ÖSTERREICH. Als die Corona-Maßnahmen samt der Schulschließungen bzw. Schulleerungen, denn juristisch gesehen blieben die Schulen ja geöffnet, schlagend wurden, hat auch die kleine Privatschule „Lernwerkstatt Sowiedu“ in der Bundeshauptstadt, ebenso wie alle anderen tausend in ganz Österreich, auf Anweisung des Ministerium seine 15 Schüler nach Hause geschickt und auf Home-Learning umgestellt. Man wollte ja kein 'Lebensgefährder' sein. Noch dazu, wo die meisten dieser Kinder mit Angststörungen kämpfen, oder mit Familienmitglieder leben, die besonders schützenswert sind.

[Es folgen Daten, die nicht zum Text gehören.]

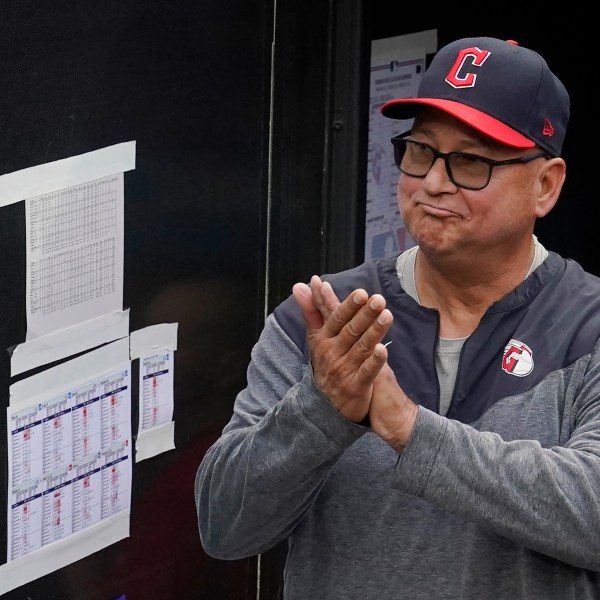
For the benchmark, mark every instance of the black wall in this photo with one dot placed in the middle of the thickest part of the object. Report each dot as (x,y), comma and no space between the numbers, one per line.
(189,82)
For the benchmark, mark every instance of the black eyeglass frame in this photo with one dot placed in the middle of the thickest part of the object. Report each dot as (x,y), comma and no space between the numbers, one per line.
(445,157)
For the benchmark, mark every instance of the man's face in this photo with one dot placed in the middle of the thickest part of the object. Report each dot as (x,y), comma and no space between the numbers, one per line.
(443,218)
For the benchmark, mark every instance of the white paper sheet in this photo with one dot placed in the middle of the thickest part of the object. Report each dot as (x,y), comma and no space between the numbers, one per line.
(154,346)
(69,341)
(74,240)
(397,65)
(67,172)
(69,443)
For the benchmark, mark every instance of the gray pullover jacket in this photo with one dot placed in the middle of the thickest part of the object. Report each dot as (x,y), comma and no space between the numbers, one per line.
(498,499)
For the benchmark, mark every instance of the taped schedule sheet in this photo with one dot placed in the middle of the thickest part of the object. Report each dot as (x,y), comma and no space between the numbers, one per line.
(69,446)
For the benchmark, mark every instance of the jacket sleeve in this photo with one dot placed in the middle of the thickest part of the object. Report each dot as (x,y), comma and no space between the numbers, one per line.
(258,479)
(544,498)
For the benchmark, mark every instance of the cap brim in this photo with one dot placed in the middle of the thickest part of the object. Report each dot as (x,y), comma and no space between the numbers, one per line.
(404,108)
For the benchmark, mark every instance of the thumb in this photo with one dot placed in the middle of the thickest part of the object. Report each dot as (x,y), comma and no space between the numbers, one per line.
(312,316)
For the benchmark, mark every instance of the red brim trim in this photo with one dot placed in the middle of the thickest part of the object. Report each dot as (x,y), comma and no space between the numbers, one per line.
(483,123)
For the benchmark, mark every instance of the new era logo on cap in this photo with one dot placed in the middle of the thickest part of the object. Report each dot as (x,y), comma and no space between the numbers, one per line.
(497,87)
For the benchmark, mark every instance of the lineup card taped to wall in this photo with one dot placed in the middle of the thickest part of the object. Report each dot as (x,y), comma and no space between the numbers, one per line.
(154,346)
(397,65)
(70,471)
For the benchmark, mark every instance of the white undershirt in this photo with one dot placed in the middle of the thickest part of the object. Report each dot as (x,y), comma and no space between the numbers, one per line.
(447,353)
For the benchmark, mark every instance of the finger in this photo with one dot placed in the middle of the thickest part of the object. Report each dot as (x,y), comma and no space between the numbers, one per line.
(324,297)
(372,365)
(370,341)
(311,314)
(365,318)
(344,312)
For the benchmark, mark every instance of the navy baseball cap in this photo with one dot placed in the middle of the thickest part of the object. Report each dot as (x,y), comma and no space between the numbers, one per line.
(499,88)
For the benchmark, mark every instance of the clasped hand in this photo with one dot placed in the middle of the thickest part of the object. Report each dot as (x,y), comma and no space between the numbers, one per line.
(349,360)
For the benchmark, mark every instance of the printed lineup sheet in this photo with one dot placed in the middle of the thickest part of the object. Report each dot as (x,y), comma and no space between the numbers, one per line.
(74,240)
(155,347)
(69,463)
(397,65)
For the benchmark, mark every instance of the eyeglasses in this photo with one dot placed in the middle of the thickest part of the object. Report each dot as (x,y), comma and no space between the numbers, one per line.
(468,171)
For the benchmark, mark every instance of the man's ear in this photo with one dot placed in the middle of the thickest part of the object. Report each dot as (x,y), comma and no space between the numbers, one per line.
(551,178)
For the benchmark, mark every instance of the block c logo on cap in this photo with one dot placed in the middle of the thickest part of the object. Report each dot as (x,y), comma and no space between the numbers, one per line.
(475,57)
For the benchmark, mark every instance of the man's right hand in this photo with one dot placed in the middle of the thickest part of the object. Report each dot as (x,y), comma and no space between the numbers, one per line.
(344,342)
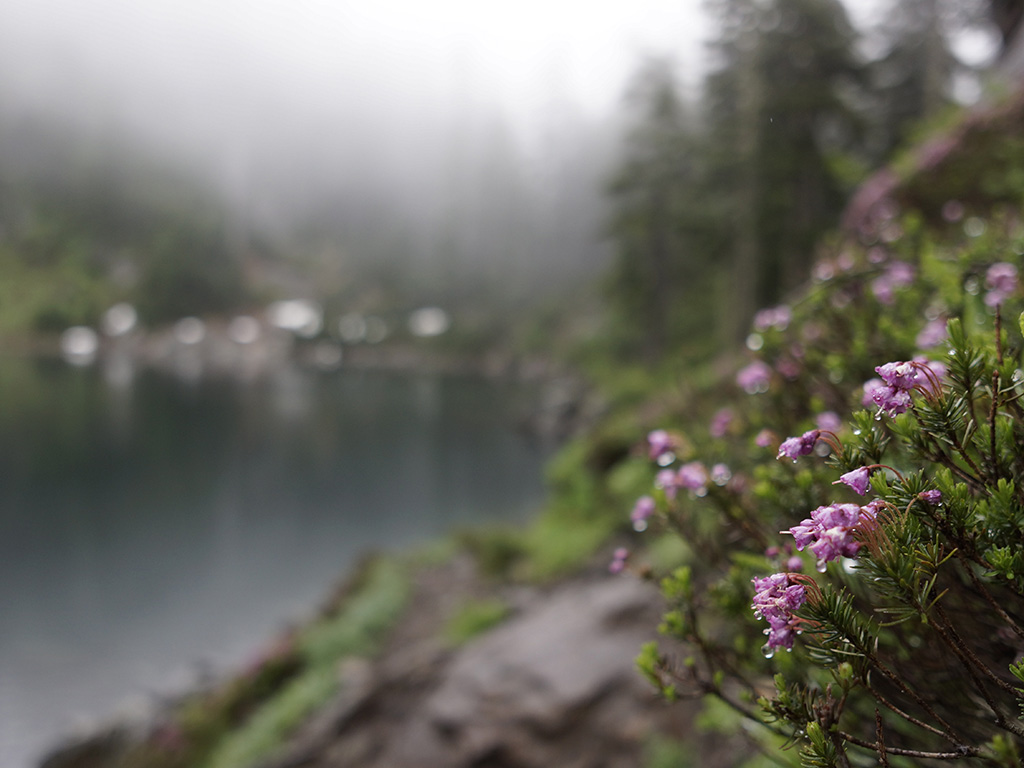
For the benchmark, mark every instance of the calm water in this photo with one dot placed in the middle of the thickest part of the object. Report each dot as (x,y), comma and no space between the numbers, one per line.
(155,526)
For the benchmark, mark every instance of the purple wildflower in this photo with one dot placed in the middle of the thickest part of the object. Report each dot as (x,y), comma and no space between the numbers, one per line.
(869,386)
(858,479)
(660,445)
(754,378)
(720,474)
(894,395)
(828,531)
(668,481)
(776,599)
(1000,280)
(898,375)
(617,564)
(828,421)
(803,445)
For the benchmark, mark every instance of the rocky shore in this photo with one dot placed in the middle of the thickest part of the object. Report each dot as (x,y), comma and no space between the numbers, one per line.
(552,684)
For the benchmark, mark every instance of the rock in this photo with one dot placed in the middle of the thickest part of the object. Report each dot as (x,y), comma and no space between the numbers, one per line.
(554,685)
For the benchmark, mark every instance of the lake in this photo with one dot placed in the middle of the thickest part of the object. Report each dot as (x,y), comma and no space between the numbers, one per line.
(154,526)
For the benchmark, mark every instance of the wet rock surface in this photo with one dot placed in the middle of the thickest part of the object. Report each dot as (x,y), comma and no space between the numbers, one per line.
(554,684)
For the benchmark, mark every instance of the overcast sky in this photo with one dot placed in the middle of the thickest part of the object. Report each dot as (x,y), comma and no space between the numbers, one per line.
(212,55)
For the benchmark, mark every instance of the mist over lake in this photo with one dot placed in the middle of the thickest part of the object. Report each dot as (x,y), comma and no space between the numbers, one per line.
(167,528)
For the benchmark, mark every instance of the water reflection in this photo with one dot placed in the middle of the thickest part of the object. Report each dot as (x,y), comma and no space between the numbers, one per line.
(155,526)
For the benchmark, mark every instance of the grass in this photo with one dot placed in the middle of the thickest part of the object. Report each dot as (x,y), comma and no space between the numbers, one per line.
(353,631)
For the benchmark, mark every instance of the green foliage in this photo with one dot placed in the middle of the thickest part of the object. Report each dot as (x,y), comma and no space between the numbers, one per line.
(912,638)
(243,722)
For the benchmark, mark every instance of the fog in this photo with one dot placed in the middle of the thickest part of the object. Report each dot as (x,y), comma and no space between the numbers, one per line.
(450,122)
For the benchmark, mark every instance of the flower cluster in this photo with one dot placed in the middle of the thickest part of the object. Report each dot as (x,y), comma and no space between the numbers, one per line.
(776,599)
(829,531)
(643,509)
(893,394)
(802,445)
(690,476)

Schularbeiten und Durchfallen erlaubt

Mit Staunen folgte man dem Bundesminister in seiner Pressekonferenz, in dem er versprach: "Kein Kind wird zurückgelassen, kein Kind wir heuer durchfallen, die Corona-Maßnahmen werden dem Schüler nicht das Schuljahr kosten." "Stimmt nicht", sagt Maria Kraze, Gründerin der Schule: "Auf unsere Kinder wurde vergessen, denn diese müssen trotz Corona-Maßnahmen in wenigen Tagen nach der Schulöffnung eine Externistenprüfung über den gesamten Jahresstoff ablegen, und wenn sie diese Prüfung nicht schaffen, müssen sie in eine Regelschule und das Schuljahr wiederholen." Wir reden von Kindern mit Angststörungen, Asperger Autismus, selektivem Mutismus, posttraumatische Belastungsstörung, massiv verstärkt durch die Corona Krise und die Destabilisierung der nötigen sicheren Umgebung.

Ministerium blockt ab

Verzweifelt wandet man sich mittels Brief an das Ministerium, und erhielt zur Antwort, dass die Rechtslage für Privatschulen eben so sei. Anfang Mai wurde man vom Termin für die Externistenprüfung informiert: Die Schularbeiten finden am 27.-29. Mai statt. Am 18. Mai durfte die Schule wieder regulären Unterricht aufnehmen, neun Tage vor den Prüfungen. Zwei Tage davon fallen aufs Wochenende, ein Tag auf einen Feiertag, mach in Summe sieben Tage als Vorbereitung für die 15 Kinder mit besonderen Bedürfnissen, um sich auf eine Jahresprüfung vorzubereiten, die ihre weitere schulische Laufbahn massiv beeinflussen würde. Erneut bat man um Aufschub oder Abänderung, erfolglos.

Schikane durch Behörde?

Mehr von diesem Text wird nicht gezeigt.